One way you know that you are a disabled person is that you are reduced to begging. As a poet, I need to read. Good poets borrow, great poets steal.   How to get my hands on the loot? Well, one of the things I do is I go to poets themselves and ask if they wouldn’t mind sharing the text files of their manuscripts with me. These files need not be the final book versions. They would be for my fingers only. I pledge not to spread it all over the Internet and spoil sales. This is messed up, awkward. I feel grateful when a poet is gracious—don’t get me wrong there. But all of it is wrong. Print capitalism is bad, let me tell you. I wish everything would go into the public domain after ten years, not ninety years after the death of an author.

Maybe it doesn’t make that much of a difference.

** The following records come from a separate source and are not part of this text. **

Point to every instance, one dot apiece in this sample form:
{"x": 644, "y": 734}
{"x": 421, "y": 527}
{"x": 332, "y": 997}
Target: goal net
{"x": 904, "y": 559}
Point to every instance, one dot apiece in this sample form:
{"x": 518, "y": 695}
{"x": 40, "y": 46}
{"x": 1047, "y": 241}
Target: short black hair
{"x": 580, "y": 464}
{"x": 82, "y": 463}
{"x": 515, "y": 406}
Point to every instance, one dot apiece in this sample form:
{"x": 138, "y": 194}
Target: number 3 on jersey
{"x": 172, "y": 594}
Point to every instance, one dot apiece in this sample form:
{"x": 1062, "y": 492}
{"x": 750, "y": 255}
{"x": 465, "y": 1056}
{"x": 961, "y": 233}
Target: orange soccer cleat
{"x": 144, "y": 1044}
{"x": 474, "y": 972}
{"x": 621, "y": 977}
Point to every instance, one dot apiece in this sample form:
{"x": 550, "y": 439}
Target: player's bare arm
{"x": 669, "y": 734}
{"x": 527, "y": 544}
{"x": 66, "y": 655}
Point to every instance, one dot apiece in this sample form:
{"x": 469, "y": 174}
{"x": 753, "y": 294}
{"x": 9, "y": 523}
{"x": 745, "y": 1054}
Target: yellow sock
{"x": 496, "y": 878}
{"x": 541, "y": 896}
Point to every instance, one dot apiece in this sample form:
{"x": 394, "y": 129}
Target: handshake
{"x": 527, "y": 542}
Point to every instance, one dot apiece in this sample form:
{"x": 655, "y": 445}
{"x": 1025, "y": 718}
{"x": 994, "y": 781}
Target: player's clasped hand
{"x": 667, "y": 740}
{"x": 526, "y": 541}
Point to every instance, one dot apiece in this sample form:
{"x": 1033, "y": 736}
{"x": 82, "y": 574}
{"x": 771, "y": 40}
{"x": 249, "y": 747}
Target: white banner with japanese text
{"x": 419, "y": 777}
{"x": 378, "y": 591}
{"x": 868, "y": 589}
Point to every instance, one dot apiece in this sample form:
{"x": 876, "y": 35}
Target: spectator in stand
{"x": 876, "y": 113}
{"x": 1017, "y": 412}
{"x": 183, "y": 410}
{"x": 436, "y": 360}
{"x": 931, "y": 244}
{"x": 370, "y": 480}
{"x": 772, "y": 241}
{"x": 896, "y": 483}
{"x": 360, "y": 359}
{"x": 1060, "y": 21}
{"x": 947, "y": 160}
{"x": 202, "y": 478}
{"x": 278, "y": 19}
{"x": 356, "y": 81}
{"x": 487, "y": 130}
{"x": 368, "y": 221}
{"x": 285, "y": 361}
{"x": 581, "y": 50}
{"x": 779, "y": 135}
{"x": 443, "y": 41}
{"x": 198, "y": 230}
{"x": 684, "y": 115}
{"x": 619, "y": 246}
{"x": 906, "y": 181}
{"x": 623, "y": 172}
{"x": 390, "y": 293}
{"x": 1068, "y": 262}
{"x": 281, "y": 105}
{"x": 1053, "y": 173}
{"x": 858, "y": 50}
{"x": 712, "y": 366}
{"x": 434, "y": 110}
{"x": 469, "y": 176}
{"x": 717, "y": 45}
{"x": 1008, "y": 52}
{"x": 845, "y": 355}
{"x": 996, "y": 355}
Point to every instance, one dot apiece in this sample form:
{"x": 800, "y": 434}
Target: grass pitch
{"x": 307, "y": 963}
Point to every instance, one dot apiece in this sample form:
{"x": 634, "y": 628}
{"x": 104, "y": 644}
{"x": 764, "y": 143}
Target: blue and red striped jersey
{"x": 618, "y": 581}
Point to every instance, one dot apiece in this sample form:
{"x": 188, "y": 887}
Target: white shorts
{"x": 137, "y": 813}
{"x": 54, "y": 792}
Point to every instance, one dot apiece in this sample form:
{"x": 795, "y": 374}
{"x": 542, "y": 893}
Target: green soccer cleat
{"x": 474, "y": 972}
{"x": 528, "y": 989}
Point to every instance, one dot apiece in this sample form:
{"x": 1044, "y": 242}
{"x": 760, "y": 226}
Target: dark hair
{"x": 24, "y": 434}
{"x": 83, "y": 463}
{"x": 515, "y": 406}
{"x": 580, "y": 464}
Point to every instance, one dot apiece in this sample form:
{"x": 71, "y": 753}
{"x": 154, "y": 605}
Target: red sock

I sometimes wonder if I’m not a better reader precisely because I cannot always choose, yet it’s still the right reading environment where you don’t have to read anything if you don’t want to.

It's interesting to think about the important work being done to level the grounds of publishing in terms of amplifying queer and minority voices, and then to consider that there are readers in the disabled community who are being completely shut out from even reading what's being published by the major presses, let alone participating in the conversation. What can publishers do to become more accommodating? As an editor of a poetry site myself, what can I do to improve the accessibility of my content?

First of all, publishers need to let go of the piracy paranoia. They want to protect the books they publish, protect any sales they can get. But this protectiveness is deeply questionable, and the Braille situation exposes that.

I would like to see more publishers embrace open access publishing, along the lines of Athabasca University Press and Open Humanities Press. But those two do need to take a step or two farther. AUP, for example, uses PDFs. No good. They need to also offer .doc or .txt. You can still sell hard copies. There could be all kinds of other creative schemes for releasing texts into the public domain earlier, after sales potential has all but been exhausted anyway, which is, in most cases, two, three years after publication, right? Why lock it up for the next ninety years only to earn fifty dollars more?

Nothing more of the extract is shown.